Find $M$ with unit columns such that $M^T S M$ is a scaled identity matrix for a diagonal $S$ with unique entries

Question

Suppose $S = {\rm diag}(s_1, s_2, ...)$ is a diagonal matrix with unique positive entries $s_i$. I need to find a square matrix $M$ such that $D = M^T S M$ is a diagonal matrix with identical entries, i.e. $D = d I$. There is an additional requirement that the columns of $M$ must be unit vectors. How do I find such a matrix $M$ and the corresponding value $d$ in the general case?

For $n=2$, I can find the solution as \begin{align} M = \begin{bmatrix} \sqrt{\frac{s_2}{s_1 + s_2}} & \sqrt{\frac{s_2}{s_1 + s_2}} \\ \sqrt{\frac{s_1}{s_1 + s_2}} & -\sqrt{\frac{s_1}{s_1 + s_2}} \end{bmatrix} \end{align} and the corresponding constant $d$ is \begin{align} d = \frac{2 s_1 s_2}{s_1 + s_2}. \end{align} Notice that the columns of $M$ are not perpendicular because $s_1 \ne s_2$.

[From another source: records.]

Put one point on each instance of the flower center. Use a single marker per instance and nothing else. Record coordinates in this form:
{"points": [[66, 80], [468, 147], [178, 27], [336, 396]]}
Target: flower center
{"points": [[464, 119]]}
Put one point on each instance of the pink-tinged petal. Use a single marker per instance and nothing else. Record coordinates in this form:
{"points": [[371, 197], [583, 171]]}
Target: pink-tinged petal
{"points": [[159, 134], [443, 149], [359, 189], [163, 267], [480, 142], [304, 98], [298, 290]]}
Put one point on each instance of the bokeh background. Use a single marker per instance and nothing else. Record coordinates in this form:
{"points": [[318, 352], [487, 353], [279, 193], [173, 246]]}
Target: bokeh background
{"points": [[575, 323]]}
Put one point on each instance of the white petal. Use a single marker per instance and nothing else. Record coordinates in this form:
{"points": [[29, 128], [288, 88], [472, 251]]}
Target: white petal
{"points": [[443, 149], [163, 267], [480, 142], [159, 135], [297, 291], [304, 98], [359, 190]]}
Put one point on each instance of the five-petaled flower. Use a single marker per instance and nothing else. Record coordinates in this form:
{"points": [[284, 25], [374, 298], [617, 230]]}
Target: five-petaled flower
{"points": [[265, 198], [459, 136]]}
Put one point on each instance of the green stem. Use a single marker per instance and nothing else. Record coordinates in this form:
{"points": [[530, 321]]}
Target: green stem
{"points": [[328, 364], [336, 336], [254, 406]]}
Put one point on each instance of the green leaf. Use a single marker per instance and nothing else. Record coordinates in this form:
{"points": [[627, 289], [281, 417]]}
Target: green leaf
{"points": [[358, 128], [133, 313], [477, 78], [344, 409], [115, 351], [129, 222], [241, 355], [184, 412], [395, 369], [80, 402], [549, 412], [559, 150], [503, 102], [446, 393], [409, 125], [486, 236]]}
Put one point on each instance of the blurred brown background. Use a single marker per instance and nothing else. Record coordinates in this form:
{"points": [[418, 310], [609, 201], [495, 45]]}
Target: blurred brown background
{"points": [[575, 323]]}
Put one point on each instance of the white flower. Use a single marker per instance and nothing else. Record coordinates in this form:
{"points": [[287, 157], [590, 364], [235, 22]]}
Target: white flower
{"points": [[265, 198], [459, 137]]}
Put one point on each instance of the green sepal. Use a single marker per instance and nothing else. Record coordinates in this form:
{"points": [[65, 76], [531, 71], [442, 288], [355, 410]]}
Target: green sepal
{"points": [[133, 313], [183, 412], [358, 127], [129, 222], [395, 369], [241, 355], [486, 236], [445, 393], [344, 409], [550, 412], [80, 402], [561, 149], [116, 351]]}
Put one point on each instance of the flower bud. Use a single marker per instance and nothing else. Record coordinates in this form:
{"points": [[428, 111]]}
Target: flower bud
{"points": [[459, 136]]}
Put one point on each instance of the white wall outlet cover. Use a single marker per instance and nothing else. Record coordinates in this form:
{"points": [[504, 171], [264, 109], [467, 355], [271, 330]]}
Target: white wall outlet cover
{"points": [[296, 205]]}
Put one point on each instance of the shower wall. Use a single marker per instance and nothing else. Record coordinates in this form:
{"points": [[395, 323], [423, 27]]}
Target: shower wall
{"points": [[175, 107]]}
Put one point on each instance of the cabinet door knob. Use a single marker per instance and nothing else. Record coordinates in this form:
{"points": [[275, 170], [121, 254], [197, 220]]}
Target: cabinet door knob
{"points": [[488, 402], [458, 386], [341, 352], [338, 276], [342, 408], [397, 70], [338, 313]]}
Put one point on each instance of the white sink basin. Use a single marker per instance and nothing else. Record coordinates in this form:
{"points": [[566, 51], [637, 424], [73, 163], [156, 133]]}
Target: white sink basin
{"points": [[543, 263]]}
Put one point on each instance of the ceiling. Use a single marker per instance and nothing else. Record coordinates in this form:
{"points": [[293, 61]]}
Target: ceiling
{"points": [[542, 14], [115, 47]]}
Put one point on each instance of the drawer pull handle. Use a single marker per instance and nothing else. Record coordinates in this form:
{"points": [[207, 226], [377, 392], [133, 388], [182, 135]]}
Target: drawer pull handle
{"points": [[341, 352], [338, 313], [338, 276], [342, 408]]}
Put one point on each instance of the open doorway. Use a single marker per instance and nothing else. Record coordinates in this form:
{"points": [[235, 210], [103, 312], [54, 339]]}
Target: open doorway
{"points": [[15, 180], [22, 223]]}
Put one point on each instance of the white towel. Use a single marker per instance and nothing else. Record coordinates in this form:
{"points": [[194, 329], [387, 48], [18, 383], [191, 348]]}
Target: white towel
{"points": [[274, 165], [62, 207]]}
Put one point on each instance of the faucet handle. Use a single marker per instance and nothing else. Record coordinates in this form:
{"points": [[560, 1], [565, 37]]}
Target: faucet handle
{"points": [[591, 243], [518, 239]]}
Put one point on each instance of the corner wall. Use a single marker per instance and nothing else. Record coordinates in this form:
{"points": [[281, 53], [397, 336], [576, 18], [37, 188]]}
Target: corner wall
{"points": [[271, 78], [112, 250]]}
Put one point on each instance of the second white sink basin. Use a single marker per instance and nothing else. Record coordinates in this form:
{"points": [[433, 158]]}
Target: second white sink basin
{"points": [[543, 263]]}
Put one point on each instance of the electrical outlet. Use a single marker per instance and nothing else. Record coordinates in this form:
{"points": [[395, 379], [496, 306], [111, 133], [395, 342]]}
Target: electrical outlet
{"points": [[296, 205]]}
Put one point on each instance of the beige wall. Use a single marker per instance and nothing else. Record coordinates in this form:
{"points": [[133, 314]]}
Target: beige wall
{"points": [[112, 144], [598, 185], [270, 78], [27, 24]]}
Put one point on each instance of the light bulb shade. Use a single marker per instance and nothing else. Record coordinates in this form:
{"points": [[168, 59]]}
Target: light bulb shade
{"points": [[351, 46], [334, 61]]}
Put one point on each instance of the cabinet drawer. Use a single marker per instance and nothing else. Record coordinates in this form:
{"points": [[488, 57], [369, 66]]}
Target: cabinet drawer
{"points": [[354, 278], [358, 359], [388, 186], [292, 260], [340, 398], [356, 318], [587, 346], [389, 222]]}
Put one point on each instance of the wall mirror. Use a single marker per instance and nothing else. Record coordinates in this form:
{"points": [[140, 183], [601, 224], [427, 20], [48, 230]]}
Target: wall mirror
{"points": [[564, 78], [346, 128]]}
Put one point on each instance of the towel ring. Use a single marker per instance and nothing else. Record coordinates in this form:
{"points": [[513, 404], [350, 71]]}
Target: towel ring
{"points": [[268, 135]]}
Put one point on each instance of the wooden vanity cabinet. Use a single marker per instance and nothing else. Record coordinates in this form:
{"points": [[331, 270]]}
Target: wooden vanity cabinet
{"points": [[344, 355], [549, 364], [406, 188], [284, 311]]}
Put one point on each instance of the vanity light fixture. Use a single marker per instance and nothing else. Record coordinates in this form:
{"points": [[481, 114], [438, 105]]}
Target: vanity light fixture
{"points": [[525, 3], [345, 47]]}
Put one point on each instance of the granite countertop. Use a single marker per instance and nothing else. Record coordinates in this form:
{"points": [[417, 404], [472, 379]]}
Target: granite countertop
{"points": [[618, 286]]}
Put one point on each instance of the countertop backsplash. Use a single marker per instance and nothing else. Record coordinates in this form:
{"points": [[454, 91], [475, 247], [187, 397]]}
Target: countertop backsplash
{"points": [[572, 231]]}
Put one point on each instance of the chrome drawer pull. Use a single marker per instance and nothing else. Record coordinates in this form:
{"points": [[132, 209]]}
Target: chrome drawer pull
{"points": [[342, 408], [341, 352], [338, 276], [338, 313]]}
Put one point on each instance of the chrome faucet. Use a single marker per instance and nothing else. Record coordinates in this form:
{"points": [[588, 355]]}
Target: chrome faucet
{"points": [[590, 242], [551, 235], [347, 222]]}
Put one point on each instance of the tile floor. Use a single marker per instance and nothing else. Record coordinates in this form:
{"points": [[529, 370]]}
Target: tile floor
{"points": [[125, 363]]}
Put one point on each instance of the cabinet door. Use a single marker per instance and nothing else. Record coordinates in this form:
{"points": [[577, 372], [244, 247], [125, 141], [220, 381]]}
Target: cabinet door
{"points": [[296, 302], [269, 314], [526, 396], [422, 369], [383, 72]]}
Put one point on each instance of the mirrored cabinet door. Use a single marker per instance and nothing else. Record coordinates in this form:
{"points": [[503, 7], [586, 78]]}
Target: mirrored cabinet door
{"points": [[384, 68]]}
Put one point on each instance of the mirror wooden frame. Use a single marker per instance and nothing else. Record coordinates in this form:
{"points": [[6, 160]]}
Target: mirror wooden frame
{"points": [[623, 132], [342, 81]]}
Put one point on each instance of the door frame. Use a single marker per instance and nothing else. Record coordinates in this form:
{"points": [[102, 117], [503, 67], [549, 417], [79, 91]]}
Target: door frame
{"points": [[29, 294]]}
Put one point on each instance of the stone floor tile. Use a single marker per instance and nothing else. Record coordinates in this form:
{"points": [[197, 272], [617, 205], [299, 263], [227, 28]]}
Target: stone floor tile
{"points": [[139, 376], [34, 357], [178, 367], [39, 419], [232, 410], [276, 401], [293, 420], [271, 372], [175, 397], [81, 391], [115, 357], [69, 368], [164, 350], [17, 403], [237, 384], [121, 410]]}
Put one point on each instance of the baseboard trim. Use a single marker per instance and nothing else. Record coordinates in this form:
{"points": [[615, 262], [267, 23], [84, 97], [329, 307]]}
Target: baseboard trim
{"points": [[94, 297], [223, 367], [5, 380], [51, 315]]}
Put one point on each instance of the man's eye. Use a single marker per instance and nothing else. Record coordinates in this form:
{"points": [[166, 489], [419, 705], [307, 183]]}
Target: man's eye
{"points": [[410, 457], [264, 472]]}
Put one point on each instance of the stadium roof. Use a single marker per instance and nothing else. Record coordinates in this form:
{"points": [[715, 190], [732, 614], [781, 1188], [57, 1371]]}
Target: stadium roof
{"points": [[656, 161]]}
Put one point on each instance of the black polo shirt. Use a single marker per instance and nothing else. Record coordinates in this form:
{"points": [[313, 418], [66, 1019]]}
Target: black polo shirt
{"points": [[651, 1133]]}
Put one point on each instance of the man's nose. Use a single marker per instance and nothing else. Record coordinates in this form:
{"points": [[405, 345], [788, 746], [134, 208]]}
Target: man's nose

In the general $n$-dimensional case, there are $n(n+1)/2$ constraints from the condition $D = M^T S M$ (due to symmetry). The number of unknowns is $n(n-1) + 1$ since $n-1$ parameters are needed to specify a unit vector in $n$ dimensions. And "+1" is for the unknown diagonal value $d$.

When $n=2$ (the case above), we have $n(n+1)/2 = 3$ and $n(n-1) + 1 = 3$. So the found solution is unique, except for sign flips. For $n>2$, the number of unknowns is greater than the number of constraints, so I expect a family of solutions will be available. Is it possible to find the form that this family of solutions must follow?

Answer 1

If $M^TSM=dI$, then $S^{1/2}M=d^{1/2}Q$ for some orthogonal matrix $Q$. Therefore $M=d^{1/2}S^{-1/2}Q$. In order that each column of $M$ is a unit vector, $M^TM=dQ^TS^{-1}Q$ must have a diagonal of ones. Hence we must have $d\operatorname{tr}(S^{-1})=n$ where $S$ is $n\times n$. That is, $d=\frac{n}{\operatorname{tr}(S^{-1})}$.

Let $Z$ be the traceless matrix $\frac{nS^{-1}}{\operatorname{tr}(S^{-1})}-I_n$. The problem now boils down to finding an orthogonal matrix $Q$ such that $Q^TZQ$ has a zero diagonal.

If the underlying field is complex and we want to find $M$ and $Q$ such that $Q^\ast ZQ$ has a zero diagonal and $M^\ast SM=dI$, we may simply take $Q$ as the DFT matrix regardless of the value of $Z$. Over the real field, however, $Q$ in general depends on $Z$ and I am not aware of any explicit formula for $Q$ when $n\ge3$. Yet, a feasible $Q$ can always be obtained by iteratively conjugating $Z$ with Givens rotations. This has been discussed in another answer of mine. The iterations will end in at most $n$ steps.